RWTH: RWTH Awards Honorary Doctorates to Computer Scientists Christel Baier and Ralf Steinmetz

0

RWTH Rector Ulrich Rüdiger awarded Christel Baier and Ralf Steinmetz the academic degree and title of “Honorary Doctor of Natural Sciences”. The award ceremony took place as part of the celebrations held on the occasion of the fiftieth anniversary of the Computer Science department at RWTH Aachen University.


Christel Baier, who has been Chair of Algebraic and Logical Foundations of Computer Science at TU Dresden since 2006, is one of the leading researchers worldwide in the area of formal methods. Under the term of Model Checking, the computer scientist has combined system models with concepts of logic, automata theory, and graph theory. The approach serves to verify whether a computer system meets the requirements in terms of security and performance.

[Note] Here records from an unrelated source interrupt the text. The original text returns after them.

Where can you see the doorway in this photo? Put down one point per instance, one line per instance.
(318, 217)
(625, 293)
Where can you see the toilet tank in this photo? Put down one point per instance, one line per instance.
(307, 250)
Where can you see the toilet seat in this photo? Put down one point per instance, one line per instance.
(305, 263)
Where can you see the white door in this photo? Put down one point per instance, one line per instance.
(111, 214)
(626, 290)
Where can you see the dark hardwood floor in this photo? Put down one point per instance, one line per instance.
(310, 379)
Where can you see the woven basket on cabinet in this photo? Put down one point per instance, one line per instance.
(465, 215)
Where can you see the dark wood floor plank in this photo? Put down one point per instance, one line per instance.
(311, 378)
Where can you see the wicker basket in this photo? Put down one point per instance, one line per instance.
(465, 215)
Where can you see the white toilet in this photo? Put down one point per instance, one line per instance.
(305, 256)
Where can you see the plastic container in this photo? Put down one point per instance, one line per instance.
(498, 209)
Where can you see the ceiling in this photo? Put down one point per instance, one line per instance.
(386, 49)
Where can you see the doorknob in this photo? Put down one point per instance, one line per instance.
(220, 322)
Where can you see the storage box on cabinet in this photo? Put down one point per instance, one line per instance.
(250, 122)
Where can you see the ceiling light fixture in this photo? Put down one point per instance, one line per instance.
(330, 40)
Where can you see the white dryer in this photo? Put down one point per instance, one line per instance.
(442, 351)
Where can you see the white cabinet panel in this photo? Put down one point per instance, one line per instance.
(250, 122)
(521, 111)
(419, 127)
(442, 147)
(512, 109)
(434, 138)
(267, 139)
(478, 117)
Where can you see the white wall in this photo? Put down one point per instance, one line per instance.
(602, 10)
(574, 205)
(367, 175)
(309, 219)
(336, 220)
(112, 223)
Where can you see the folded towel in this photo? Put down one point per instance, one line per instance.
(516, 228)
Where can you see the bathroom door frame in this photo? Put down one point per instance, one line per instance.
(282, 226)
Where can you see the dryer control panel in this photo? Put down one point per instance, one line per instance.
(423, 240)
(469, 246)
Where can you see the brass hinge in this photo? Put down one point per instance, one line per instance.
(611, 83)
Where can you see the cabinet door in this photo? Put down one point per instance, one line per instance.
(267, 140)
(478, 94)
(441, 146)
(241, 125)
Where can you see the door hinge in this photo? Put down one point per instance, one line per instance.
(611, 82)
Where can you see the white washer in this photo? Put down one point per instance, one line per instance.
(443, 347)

In the 1990s, the RWTH honorary doctor was already doing pioneering work in a field of research that is known today as probabilistic model checking, or PMC for short. PMC describes the behavior of systems and their environments by probabilities, a methodology that helps detect failure of hardware components, wear and tear of machines, or climate-related influences.

Baier has maintained close ties with RWTH’s computer science department for many years. For example, she has co-authored more than 20 scientific papers with RWTH Professor Joost-Pieter Katoen, head of the Software Modeling and Verification Group, and their joint publication Principles of Model Checking is a standard textbook worldwide.

With Ralf Steinmetz, RWTH honors one of the pioneers in multimedia communication. As early as at the beginning of the 1990s, he was researching the synchronization of multimedia data streams with the aim of supporting the design of communication systems. With his work on peer-to-peer technology, the head of the Multimedia Communications Lab at TU Darmstadt also laid the foundations for today’s media libraries and streaming services. It was in this context that he coined the widely used term “transition” for distributed and communicating systems. His vision is the seamless exchange of mechanisms in communication: The user does not decide whether to use telephone, messenger, or email, but just sends a message and let the system choose the best way.

Steinmetz has many ties with Aachen, and he is a member of the advisory board of the Fraunhofer Institute for Applied Information Technology FIT. In this role, he has advocated close collaboration between with RWTH and Fraunhofer FIT. Together with Professor Klaus Wehrle from the Chair of Communication and Distributed Systems at RWTH, he published one of the best-known books on peer-to-peer systems and applications.